Quick Corn Harvest Should Propel Rooster Harvest
Other than farmers, nobody watches the progress of the fall harvest season like a hunter, ringneck raiders in particular.
For roosters, there’s no bigger safe haven than the giant corn fields that dominate the Midwest landscape in October. Early season pheasants pressured by hunters quickly learn to escape to these fields and loaf away the days. In years past, row crop harvests slowed down by weather events meant these fields existed well into November, and in some places, even longer.
Much to the delight of farmers and pheasant hunters everywhere, those corn fields are vanishing quicker than teams willing to take a chance on Randy Moss. By Sunday, October 31, 91 percent of the nation’s corn crop was harvested, 67 percentage points ahead of last year and 30 percentage points ahead of the 5-year average, not to mention the earliest date since 1991 that harvest surpassed the 90 percent mark. Also from the USDA Crop Progress report:
- Minnesota’s corn crop advanced to 87 percent harvested by Sunday.
- In Kansas, corn harvest is 97 percent complete statewide.

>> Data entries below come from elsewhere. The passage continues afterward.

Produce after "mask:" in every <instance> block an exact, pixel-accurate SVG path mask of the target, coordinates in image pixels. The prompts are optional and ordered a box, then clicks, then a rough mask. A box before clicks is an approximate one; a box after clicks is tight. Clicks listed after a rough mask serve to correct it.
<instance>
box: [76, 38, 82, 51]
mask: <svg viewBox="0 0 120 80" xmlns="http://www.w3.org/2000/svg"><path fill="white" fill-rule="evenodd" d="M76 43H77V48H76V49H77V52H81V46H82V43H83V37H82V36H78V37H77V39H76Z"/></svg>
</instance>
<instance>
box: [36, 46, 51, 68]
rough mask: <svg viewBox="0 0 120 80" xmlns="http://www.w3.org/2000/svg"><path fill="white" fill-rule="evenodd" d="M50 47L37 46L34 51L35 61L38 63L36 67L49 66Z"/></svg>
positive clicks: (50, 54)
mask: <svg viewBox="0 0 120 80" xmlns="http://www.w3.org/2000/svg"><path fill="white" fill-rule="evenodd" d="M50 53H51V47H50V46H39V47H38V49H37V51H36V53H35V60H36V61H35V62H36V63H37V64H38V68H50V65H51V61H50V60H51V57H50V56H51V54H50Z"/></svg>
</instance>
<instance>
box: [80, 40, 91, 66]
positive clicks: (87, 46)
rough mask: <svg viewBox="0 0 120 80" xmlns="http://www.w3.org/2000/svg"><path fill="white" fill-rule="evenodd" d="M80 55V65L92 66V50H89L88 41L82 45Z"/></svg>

- Corn harvest in Nebraska is 88 percent complete.
- 94 percent of Iowa’s corn acres had been harvested as of Sunday.
- In South Dakota, 81 percent of the corn is out.
- North Dakota remains the lowest reporting state with only 67 percent of corn harvested. (North Dakota is still 65 percent higher than this time last year).
This doesn’t make the act of hunting pheasants any easier, but will concentrate birds into their predictable habitat, which should increase shot opportunities. As I and two fellow Pheasants Forever bloggers are just five days out from PF’s Rooster Road Trip – in which we’ll hit five of the six mentioned states – this news couldn’t be any better. Well, except for the farmers.